Indeed, most of the rural territories nominally inside MSY borders still persisted in independence. These were territories distant from MSY influence, whose sparse demon hordes and economic assets made them both much less attractive for MSY planners and much more difficult to properly absorb. MSY leadership was, however, confident that rural areas would eventually follow the example of their slow-assimilating Japanese analogs—as they eventually did.

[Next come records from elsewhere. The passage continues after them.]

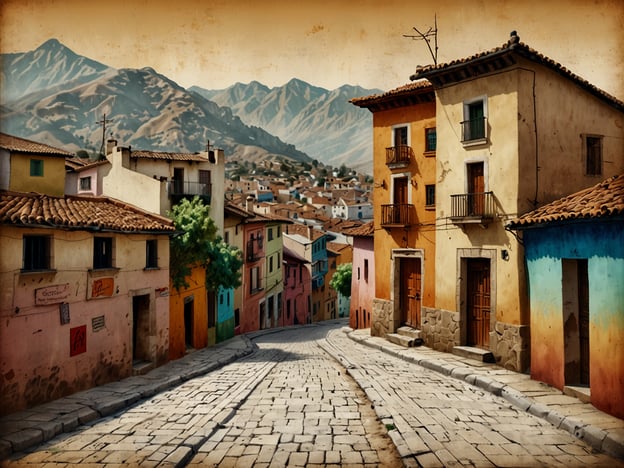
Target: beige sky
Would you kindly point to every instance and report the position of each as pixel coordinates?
(216, 43)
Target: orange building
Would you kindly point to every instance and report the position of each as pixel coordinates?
(404, 167)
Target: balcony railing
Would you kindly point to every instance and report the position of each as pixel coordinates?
(474, 129)
(397, 215)
(399, 155)
(473, 208)
(182, 188)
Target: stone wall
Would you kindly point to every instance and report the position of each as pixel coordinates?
(510, 345)
(382, 319)
(440, 329)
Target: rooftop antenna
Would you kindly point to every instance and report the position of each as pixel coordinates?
(103, 122)
(431, 32)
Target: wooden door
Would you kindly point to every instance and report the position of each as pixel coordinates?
(476, 189)
(583, 305)
(478, 302)
(410, 288)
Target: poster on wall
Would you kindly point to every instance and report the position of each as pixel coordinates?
(77, 340)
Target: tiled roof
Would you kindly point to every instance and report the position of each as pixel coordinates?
(601, 200)
(366, 230)
(21, 145)
(80, 164)
(78, 213)
(512, 46)
(406, 89)
(142, 154)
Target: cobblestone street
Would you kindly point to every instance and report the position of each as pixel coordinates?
(311, 396)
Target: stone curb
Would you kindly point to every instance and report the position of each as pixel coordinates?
(41, 431)
(595, 437)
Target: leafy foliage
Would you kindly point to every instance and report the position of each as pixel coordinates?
(341, 279)
(198, 244)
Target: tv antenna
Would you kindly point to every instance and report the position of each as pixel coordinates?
(103, 122)
(431, 32)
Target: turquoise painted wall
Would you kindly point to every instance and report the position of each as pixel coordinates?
(602, 244)
(225, 314)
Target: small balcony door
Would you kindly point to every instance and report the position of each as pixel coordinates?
(476, 189)
(478, 302)
(178, 180)
(410, 284)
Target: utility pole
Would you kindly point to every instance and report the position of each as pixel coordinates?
(103, 122)
(431, 32)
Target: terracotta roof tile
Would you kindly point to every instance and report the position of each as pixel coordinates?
(513, 45)
(21, 145)
(143, 154)
(77, 212)
(601, 200)
(366, 230)
(420, 85)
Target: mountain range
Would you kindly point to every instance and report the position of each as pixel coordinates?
(54, 96)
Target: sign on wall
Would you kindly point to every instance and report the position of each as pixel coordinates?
(77, 340)
(52, 294)
(103, 287)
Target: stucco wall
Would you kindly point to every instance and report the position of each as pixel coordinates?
(35, 361)
(422, 172)
(362, 292)
(52, 182)
(545, 249)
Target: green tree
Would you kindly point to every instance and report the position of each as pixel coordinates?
(341, 279)
(197, 243)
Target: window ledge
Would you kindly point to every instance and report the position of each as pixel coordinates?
(476, 142)
(46, 271)
(103, 271)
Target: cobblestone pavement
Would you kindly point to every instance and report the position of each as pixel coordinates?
(287, 404)
(440, 421)
(312, 396)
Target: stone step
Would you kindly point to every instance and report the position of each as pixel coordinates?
(403, 340)
(409, 331)
(477, 354)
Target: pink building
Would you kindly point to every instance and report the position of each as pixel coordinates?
(363, 276)
(297, 289)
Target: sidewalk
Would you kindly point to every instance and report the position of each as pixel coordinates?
(596, 428)
(24, 429)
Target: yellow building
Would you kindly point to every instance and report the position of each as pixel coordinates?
(516, 130)
(404, 203)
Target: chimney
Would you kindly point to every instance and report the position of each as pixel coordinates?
(249, 203)
(110, 144)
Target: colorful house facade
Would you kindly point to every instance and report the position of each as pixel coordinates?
(576, 297)
(515, 130)
(404, 201)
(362, 276)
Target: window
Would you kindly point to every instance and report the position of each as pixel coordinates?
(593, 155)
(151, 253)
(36, 168)
(429, 195)
(474, 124)
(254, 280)
(102, 252)
(430, 139)
(36, 254)
(85, 183)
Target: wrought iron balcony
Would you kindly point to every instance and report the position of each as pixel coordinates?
(469, 208)
(399, 156)
(180, 188)
(397, 215)
(474, 130)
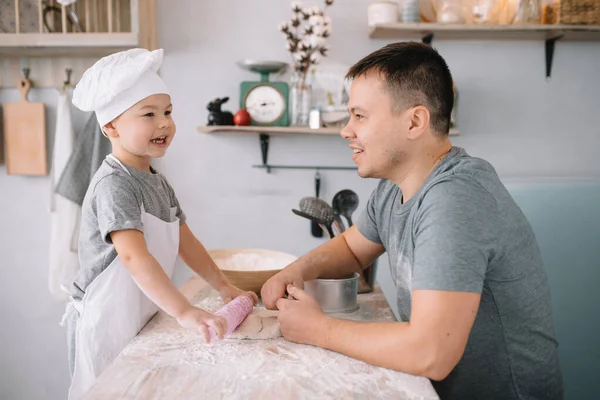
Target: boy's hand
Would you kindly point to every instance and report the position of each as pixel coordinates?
(199, 320)
(230, 292)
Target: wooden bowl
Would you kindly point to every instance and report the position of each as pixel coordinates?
(249, 269)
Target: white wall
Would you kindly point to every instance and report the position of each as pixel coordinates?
(508, 114)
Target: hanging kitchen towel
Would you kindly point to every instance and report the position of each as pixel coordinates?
(91, 148)
(64, 213)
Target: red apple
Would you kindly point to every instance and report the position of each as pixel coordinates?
(242, 117)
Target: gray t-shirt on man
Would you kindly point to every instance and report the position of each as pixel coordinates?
(113, 202)
(462, 231)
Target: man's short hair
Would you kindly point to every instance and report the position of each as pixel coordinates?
(414, 74)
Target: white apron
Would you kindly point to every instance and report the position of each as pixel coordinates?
(114, 309)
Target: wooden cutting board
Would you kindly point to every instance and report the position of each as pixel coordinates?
(25, 135)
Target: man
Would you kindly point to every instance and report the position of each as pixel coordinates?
(472, 293)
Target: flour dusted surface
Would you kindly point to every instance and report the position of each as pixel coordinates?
(251, 260)
(166, 361)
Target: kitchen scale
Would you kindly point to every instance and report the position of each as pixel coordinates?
(265, 101)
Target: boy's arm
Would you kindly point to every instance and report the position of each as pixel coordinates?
(148, 273)
(193, 253)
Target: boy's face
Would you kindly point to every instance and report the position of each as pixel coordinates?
(146, 129)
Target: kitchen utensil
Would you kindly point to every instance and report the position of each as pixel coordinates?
(335, 295)
(25, 135)
(315, 229)
(234, 312)
(345, 202)
(320, 210)
(249, 269)
(316, 219)
(72, 16)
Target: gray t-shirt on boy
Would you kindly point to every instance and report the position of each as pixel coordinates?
(113, 202)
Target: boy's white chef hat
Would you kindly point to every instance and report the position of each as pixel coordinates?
(118, 81)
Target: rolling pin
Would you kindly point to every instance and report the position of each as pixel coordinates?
(234, 312)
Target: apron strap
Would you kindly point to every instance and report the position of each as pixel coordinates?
(72, 304)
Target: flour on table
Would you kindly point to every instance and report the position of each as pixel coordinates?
(251, 260)
(258, 325)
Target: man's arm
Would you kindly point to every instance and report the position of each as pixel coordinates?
(430, 345)
(341, 256)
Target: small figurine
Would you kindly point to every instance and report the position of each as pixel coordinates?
(216, 116)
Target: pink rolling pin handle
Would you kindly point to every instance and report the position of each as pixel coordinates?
(234, 313)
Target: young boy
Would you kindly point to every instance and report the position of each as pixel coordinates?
(132, 227)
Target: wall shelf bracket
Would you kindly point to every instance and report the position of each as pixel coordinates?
(427, 39)
(264, 150)
(550, 45)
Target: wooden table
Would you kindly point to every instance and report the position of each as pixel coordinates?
(166, 361)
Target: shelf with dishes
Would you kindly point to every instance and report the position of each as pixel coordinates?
(425, 31)
(545, 20)
(265, 132)
(278, 130)
(83, 28)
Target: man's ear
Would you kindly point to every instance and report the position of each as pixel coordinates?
(419, 121)
(110, 130)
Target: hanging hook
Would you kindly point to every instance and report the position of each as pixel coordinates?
(68, 73)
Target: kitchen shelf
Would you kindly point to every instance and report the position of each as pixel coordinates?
(277, 130)
(485, 32)
(264, 133)
(272, 130)
(549, 33)
(65, 44)
(102, 27)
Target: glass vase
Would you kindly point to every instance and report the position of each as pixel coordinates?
(300, 101)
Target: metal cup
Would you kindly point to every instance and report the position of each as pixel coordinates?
(334, 295)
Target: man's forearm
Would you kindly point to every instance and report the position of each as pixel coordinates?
(334, 259)
(385, 344)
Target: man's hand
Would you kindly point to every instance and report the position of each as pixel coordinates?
(274, 289)
(301, 318)
(230, 292)
(198, 320)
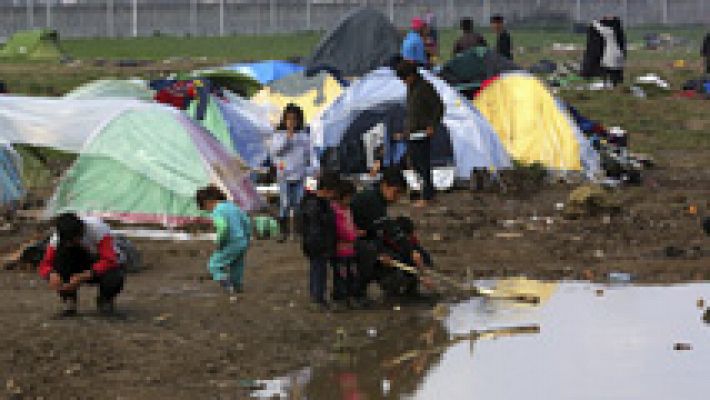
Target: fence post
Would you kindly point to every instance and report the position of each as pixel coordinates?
(664, 12)
(308, 15)
(30, 15)
(221, 17)
(109, 18)
(135, 18)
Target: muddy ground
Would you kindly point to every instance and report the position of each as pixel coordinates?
(179, 336)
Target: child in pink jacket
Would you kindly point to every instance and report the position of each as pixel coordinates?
(344, 267)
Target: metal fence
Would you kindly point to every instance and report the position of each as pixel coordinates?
(124, 18)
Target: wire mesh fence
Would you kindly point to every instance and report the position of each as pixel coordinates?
(125, 18)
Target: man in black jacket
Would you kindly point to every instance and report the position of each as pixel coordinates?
(425, 111)
(504, 45)
(369, 209)
(319, 236)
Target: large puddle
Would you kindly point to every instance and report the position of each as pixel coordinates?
(593, 342)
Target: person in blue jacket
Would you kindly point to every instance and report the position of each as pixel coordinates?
(233, 229)
(413, 49)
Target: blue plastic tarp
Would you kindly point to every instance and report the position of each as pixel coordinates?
(265, 72)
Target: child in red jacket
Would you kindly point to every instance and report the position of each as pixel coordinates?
(344, 266)
(82, 251)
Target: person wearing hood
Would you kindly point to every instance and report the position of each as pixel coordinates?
(413, 49)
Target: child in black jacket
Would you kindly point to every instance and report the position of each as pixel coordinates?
(319, 235)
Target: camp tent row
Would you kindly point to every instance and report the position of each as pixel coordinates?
(138, 162)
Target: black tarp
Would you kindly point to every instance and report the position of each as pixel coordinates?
(361, 42)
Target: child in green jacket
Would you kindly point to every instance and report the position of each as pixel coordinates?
(233, 229)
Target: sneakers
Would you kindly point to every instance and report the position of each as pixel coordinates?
(105, 307)
(68, 307)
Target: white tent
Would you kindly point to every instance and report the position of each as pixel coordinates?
(474, 142)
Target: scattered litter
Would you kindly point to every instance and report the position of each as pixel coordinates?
(509, 235)
(165, 235)
(682, 346)
(386, 386)
(619, 277)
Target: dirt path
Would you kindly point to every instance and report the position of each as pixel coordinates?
(181, 337)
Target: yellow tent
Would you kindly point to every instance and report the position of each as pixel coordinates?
(531, 123)
(312, 94)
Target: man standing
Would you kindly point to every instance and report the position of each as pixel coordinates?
(413, 45)
(425, 111)
(706, 52)
(469, 38)
(82, 251)
(504, 46)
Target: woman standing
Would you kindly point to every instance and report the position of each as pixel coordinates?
(291, 154)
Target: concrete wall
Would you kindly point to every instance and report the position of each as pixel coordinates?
(92, 18)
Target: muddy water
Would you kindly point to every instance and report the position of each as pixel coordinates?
(593, 342)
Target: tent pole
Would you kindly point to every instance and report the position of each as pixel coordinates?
(30, 15)
(109, 18)
(135, 18)
(221, 17)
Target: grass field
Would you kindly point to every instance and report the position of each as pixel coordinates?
(654, 123)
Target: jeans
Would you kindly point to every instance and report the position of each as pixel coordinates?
(232, 270)
(344, 278)
(76, 260)
(290, 193)
(318, 279)
(420, 155)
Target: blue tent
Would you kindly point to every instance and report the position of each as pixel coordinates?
(265, 72)
(10, 176)
(465, 139)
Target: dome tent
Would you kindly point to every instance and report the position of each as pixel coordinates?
(138, 162)
(112, 88)
(11, 188)
(380, 97)
(240, 125)
(533, 125)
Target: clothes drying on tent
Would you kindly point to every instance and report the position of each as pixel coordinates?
(240, 126)
(362, 41)
(265, 72)
(112, 88)
(312, 94)
(533, 125)
(11, 189)
(465, 140)
(138, 162)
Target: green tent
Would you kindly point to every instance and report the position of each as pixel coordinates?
(35, 45)
(112, 88)
(145, 165)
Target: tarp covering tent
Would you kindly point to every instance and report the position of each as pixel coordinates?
(362, 41)
(476, 65)
(138, 162)
(39, 45)
(11, 188)
(239, 125)
(533, 125)
(380, 97)
(265, 72)
(112, 88)
(312, 94)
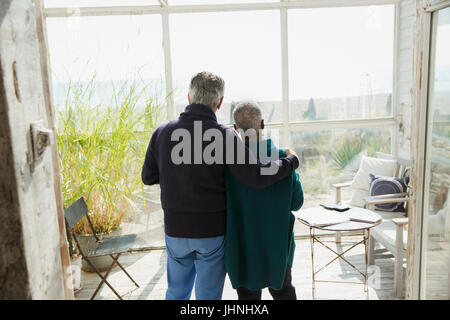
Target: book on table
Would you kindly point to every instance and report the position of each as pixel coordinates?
(331, 217)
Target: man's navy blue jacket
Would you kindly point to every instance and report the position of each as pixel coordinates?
(193, 195)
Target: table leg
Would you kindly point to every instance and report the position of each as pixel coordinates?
(366, 257)
(311, 235)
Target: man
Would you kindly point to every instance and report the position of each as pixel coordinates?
(259, 237)
(193, 188)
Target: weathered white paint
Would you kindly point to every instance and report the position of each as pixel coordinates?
(23, 101)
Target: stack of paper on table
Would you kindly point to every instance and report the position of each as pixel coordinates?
(324, 218)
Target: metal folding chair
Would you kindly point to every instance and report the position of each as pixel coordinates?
(112, 246)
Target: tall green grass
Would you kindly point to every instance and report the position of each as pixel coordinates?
(102, 147)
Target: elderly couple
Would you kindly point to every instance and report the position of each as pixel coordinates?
(228, 215)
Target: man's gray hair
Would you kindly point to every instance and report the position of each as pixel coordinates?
(207, 89)
(247, 115)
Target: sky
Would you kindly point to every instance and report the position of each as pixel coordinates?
(333, 52)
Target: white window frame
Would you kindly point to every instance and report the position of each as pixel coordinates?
(164, 9)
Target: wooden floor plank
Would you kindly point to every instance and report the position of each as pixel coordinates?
(148, 268)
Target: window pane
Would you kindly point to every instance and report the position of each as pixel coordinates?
(108, 84)
(97, 3)
(333, 156)
(436, 246)
(340, 62)
(107, 50)
(241, 47)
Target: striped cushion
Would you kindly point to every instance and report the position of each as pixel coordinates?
(380, 185)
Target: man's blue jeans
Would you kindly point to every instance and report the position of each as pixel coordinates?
(199, 260)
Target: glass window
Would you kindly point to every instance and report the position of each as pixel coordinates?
(108, 78)
(436, 238)
(242, 47)
(340, 62)
(333, 156)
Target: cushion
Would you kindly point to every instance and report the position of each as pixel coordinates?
(379, 167)
(361, 182)
(387, 185)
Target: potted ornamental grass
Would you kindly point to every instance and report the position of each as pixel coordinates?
(101, 144)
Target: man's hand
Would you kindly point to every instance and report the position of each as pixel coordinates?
(289, 151)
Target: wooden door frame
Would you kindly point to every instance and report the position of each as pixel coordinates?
(421, 60)
(48, 98)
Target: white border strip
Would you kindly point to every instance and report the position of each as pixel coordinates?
(154, 9)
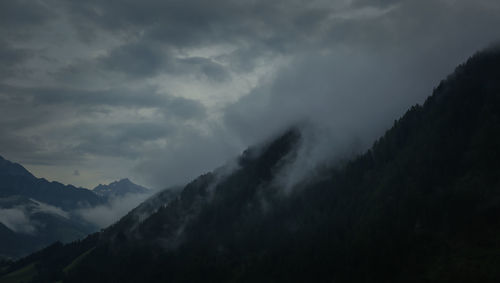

Neither of these sets of territories proved a fundamental impediment to MSY expansion. Rather, the MSY was the victim of its own success. Word of the MSY phenomenon had spread rapidly outward, and copycat organizations had sprung up throughout the developed or partially developed regions where the MSY had yet to penetrate. Many of these had a distinctly national or regional flavor to them, and were often fiercely independent, refusing to listen to appeals to solidarity, or to economies of scale, or to financial considerations. Examples included blocs that formed in Argentina, Egypt, and the southern United States.

Still, as long as the MSY had the economic power of its constituent international corporations, it could always truthfully say that it provided a standard of living higher than that offered by any of these minor blocs. It could afford to peel away at these blocs territory by territory and team by team with the allure of financial incentives. It was a slow process, but it would likely have worked eventually.

The true threat to MSY supremacy came from the powerful European bloc which, in an appeal to historical nostalgia, was called the Système Magique Cordial. Based in the highly developed EU economy, drawing on a long tradition of magical girl organization, and owner of its own set of wealthy corporations, the SMC was a worthy foe to the MSY, and offered the organization its first true gut check.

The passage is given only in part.